Psychologist Jeffrey Rossman, Ph.D. says, “Depression is a huge risk factor for heart disease.” Yet he’s quick to add, “but it's both preventable and very treatable.” He shares three important things we can do to prevent depression.

Preventative Suggestions

1. Stay actively involved with relationships, activities, and work that are satisfying to you
2. Engage in at least 30 minutes of aerobic exercise at least five days a week
3. Eat a healthy diet, filled with whole foods rather than packaged foods, and avoid excessive alcohol consumption

Pretty simple suggestions, aren’t they? And things we can all easily do. But if you feel that depression has already begun to creep into your life, he offers these two suggestions.

Healing Suggestions

1. Seek professional help if you feel that you’re seriously depressed. Depression is a medical condition; don’t tell yourself that it’s all in your head. “Speak with your doctor or a therapist to determine the best approach to improving your mood now and preventing further depression in the future,” says Rossman.

2. Don’t ignore a persistent low mood. “Often, making changes in just one or two areas of your life—for instance, by boosting your daily activity level—is enough to significantly improve your mood and avert a real, sustained depression,” Rossman says. “I recommend working with a psychotherapist to help you overcome mild to moderate depression and develop skills for long-term happiness and success.”

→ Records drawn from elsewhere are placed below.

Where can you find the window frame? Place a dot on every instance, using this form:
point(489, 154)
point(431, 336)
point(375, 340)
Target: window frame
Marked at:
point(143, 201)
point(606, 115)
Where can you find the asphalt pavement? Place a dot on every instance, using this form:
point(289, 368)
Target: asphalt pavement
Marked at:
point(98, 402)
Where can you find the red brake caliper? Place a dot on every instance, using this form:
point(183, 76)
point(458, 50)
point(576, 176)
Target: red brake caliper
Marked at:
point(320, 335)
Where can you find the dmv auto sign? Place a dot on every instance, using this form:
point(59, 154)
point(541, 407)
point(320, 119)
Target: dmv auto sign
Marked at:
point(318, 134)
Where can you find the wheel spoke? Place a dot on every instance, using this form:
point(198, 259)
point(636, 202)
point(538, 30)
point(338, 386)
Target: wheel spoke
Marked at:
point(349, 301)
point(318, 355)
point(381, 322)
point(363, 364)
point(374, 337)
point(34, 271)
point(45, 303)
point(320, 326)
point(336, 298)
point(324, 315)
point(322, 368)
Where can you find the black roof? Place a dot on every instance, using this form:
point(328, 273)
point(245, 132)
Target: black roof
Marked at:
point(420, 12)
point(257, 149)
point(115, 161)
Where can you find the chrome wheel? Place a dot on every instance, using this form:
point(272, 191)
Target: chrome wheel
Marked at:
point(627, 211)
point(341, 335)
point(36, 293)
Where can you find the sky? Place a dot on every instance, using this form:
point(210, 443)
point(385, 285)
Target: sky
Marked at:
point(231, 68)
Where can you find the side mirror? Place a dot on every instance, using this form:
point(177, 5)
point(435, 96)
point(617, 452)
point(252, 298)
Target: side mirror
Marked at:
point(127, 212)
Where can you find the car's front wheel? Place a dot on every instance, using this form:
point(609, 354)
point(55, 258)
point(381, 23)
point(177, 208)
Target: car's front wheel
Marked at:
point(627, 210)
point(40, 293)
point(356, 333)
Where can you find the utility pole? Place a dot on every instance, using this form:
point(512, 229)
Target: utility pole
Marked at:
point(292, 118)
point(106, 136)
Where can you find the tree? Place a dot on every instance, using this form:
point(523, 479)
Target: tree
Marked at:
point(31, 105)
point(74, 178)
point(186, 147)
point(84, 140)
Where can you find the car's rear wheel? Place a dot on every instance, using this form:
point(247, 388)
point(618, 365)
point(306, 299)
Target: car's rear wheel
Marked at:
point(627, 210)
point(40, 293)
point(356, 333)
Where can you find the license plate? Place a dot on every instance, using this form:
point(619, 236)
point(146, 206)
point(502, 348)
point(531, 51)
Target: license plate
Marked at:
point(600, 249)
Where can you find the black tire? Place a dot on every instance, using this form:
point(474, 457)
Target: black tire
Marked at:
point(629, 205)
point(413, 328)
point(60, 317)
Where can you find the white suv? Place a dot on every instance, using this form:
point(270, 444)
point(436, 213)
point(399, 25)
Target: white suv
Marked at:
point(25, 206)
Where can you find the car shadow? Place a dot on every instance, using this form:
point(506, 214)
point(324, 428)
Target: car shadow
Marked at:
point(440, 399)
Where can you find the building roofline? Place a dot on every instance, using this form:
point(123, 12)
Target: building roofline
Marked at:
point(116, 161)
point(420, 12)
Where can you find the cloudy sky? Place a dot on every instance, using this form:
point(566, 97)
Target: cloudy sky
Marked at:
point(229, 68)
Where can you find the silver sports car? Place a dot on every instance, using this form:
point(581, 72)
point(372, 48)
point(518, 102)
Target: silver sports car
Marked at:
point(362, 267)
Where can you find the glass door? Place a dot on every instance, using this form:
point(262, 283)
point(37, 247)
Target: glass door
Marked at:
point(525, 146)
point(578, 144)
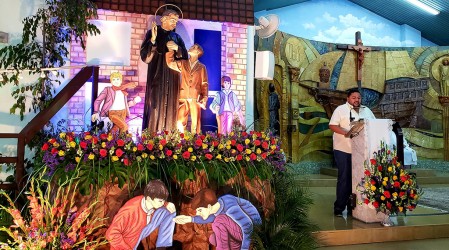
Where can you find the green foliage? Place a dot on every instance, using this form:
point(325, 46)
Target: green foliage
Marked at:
point(288, 227)
point(59, 22)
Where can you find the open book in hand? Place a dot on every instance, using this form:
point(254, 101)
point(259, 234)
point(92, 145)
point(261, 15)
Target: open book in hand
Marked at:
point(356, 127)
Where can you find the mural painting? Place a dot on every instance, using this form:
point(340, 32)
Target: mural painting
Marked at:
point(403, 84)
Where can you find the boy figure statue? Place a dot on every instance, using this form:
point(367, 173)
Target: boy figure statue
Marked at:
point(142, 215)
point(232, 219)
point(194, 87)
point(225, 105)
point(115, 105)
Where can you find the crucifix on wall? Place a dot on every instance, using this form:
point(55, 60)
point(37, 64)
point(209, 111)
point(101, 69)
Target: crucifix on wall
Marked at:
point(360, 49)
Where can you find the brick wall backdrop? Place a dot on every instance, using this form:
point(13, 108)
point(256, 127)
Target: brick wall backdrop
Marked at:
point(233, 61)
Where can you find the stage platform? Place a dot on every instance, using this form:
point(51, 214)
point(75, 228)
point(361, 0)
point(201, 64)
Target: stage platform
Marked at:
point(429, 221)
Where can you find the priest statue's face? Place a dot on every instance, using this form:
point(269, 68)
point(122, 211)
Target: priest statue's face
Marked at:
point(355, 99)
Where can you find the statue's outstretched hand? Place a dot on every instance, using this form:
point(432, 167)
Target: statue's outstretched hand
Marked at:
point(171, 207)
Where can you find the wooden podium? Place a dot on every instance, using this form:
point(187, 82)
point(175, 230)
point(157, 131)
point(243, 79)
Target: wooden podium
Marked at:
point(365, 142)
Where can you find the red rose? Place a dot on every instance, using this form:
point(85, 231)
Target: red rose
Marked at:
point(126, 162)
point(119, 152)
point(253, 156)
point(103, 136)
point(54, 151)
point(120, 143)
point(208, 156)
point(186, 155)
point(103, 152)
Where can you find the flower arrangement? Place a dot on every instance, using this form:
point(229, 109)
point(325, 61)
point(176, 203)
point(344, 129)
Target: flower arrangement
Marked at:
point(386, 185)
point(54, 222)
point(104, 157)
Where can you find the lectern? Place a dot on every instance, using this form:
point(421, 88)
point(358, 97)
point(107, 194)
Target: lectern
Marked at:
point(365, 142)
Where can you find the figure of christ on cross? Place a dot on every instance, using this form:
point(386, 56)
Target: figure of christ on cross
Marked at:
point(360, 49)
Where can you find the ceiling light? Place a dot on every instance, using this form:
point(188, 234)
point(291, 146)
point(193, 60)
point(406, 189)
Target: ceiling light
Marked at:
point(424, 7)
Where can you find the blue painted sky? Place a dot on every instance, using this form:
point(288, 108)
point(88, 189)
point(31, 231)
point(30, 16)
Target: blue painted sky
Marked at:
point(336, 21)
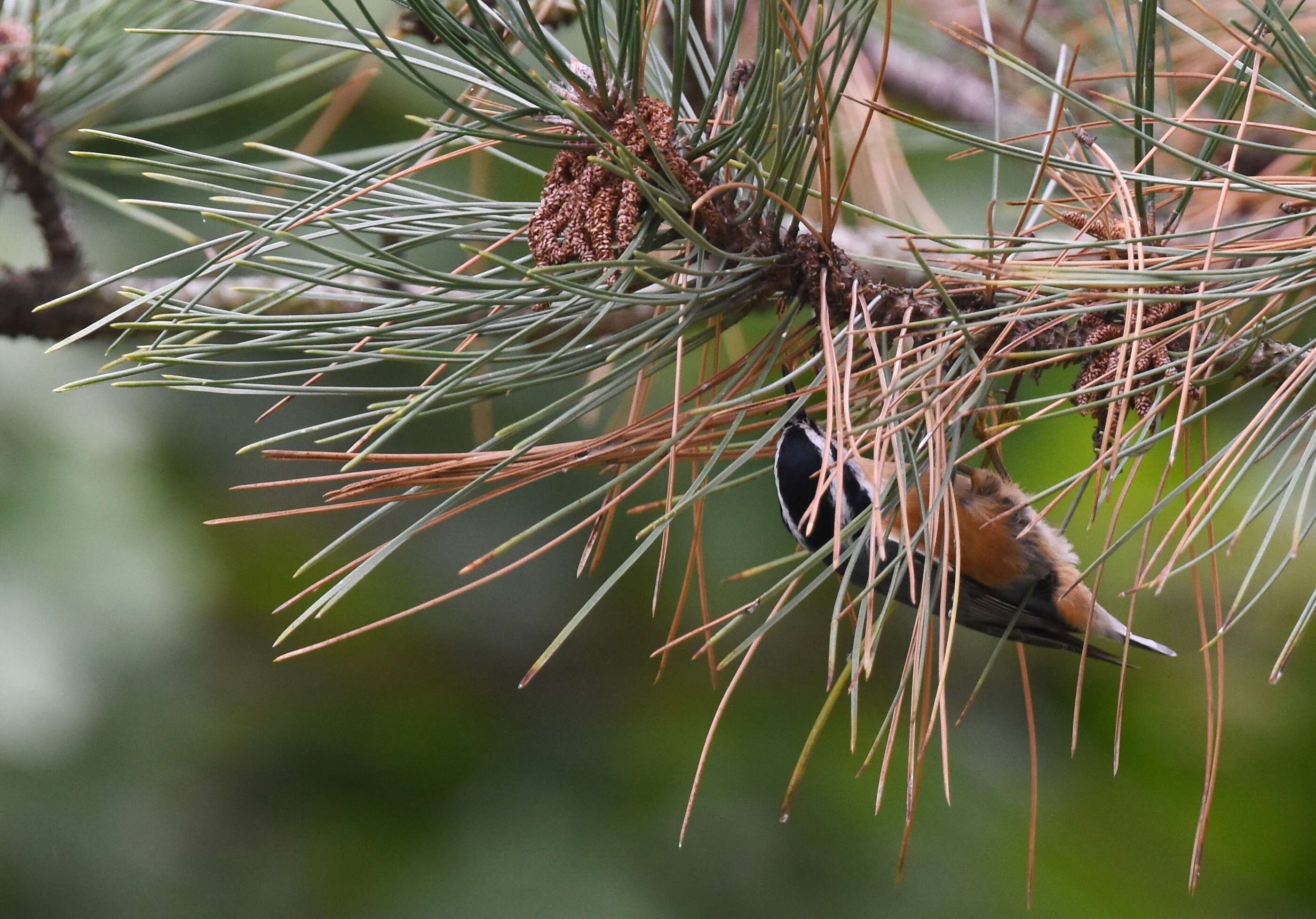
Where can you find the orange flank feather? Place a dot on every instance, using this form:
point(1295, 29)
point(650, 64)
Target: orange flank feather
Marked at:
point(991, 513)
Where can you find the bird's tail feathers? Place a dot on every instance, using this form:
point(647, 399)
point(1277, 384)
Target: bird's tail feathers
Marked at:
point(1114, 628)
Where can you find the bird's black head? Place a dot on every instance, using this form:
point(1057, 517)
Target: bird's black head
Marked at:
point(797, 467)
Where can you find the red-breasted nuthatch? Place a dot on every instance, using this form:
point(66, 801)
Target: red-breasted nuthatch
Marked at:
point(1007, 576)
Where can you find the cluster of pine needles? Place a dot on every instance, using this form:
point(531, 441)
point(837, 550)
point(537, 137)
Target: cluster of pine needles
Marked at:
point(1157, 265)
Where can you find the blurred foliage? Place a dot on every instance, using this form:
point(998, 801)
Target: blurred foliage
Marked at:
point(153, 761)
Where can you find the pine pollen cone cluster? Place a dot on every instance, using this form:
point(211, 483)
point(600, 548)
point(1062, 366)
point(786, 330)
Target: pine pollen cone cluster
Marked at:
point(589, 214)
point(1110, 366)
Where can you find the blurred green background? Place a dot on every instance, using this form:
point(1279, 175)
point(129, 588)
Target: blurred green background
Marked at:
point(156, 763)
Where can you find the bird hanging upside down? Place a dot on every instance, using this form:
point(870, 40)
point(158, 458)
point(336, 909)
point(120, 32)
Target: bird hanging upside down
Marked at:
point(999, 569)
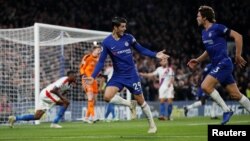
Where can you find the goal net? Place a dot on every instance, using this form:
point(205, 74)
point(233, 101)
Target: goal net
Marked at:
point(33, 57)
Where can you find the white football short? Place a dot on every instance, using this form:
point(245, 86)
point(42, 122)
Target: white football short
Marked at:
point(46, 100)
point(165, 92)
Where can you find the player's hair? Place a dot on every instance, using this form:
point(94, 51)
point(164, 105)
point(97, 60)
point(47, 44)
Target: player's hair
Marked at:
point(116, 21)
point(71, 72)
point(208, 12)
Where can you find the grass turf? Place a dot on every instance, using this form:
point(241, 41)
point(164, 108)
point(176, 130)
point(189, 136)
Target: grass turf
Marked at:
point(180, 129)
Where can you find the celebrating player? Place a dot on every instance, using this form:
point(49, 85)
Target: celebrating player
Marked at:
point(213, 37)
point(166, 90)
point(119, 47)
point(87, 66)
point(52, 95)
point(202, 96)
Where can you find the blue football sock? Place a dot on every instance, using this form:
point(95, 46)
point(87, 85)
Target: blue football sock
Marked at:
point(170, 108)
point(25, 117)
point(110, 109)
point(60, 114)
point(162, 109)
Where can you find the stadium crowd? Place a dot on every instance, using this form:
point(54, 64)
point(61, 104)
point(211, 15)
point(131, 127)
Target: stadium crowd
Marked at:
point(156, 24)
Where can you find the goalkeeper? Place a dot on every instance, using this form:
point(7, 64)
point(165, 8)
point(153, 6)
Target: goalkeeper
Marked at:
point(52, 95)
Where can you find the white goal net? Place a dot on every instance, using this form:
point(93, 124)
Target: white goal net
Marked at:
point(33, 57)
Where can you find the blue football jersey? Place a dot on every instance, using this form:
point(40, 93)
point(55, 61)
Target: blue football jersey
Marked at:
point(215, 42)
point(120, 52)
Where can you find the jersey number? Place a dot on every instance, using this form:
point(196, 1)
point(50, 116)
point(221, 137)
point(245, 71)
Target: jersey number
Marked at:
point(137, 86)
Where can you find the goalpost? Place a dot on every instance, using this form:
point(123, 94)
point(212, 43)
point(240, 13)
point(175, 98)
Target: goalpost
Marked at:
point(33, 57)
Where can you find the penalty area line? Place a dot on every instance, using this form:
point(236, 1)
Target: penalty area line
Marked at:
point(101, 137)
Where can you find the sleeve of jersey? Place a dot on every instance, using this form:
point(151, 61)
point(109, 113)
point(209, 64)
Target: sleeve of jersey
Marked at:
point(100, 63)
point(223, 30)
point(143, 50)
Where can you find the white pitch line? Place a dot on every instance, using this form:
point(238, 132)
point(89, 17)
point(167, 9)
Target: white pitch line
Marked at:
point(216, 123)
point(101, 137)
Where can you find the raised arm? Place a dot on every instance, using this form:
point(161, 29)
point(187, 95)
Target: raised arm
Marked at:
point(147, 52)
point(100, 63)
point(239, 60)
point(194, 62)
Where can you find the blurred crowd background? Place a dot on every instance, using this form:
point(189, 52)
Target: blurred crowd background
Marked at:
point(156, 24)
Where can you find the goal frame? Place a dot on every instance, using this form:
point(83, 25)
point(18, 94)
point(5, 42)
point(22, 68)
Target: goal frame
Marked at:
point(37, 27)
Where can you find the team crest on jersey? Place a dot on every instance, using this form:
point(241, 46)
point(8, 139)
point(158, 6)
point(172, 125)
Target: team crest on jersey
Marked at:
point(126, 44)
point(101, 49)
point(210, 34)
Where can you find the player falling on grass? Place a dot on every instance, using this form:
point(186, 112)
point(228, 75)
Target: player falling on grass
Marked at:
point(53, 94)
point(119, 47)
point(202, 97)
point(214, 39)
point(166, 90)
point(87, 66)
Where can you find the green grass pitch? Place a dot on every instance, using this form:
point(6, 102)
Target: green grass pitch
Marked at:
point(180, 129)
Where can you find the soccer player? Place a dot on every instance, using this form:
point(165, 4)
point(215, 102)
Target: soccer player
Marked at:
point(202, 97)
point(166, 90)
point(87, 66)
point(119, 47)
point(214, 39)
point(53, 94)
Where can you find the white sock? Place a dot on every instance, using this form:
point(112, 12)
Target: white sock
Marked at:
point(194, 105)
point(217, 98)
point(244, 101)
point(147, 112)
point(213, 108)
point(120, 101)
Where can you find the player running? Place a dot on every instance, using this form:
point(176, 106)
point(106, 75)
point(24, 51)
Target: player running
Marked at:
point(166, 90)
point(214, 39)
point(119, 47)
point(87, 66)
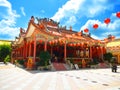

If you feel a family member or friend is depressed, Rossman encourages you to take action. “Reach out and let your loved one know you care about her,” says Rossman. “Ask her to seek help from a professional, be it her doctor or a psychotherapist (psychiatrist, psychologist, licensed social worker, or mental-health counselor). Let her know that help is available and that if she's willing to work at it, she can get better.”

It’s encouraging to know that depression is both preventable as well as treatable—if action is taken. We have to follow the preventative measures and/or seek help until we find someone who will listen and offer the correct diagnosis and treatment. It would be a waste to die from a disease that can be treated with healthy living and the correct psychological and medical attention.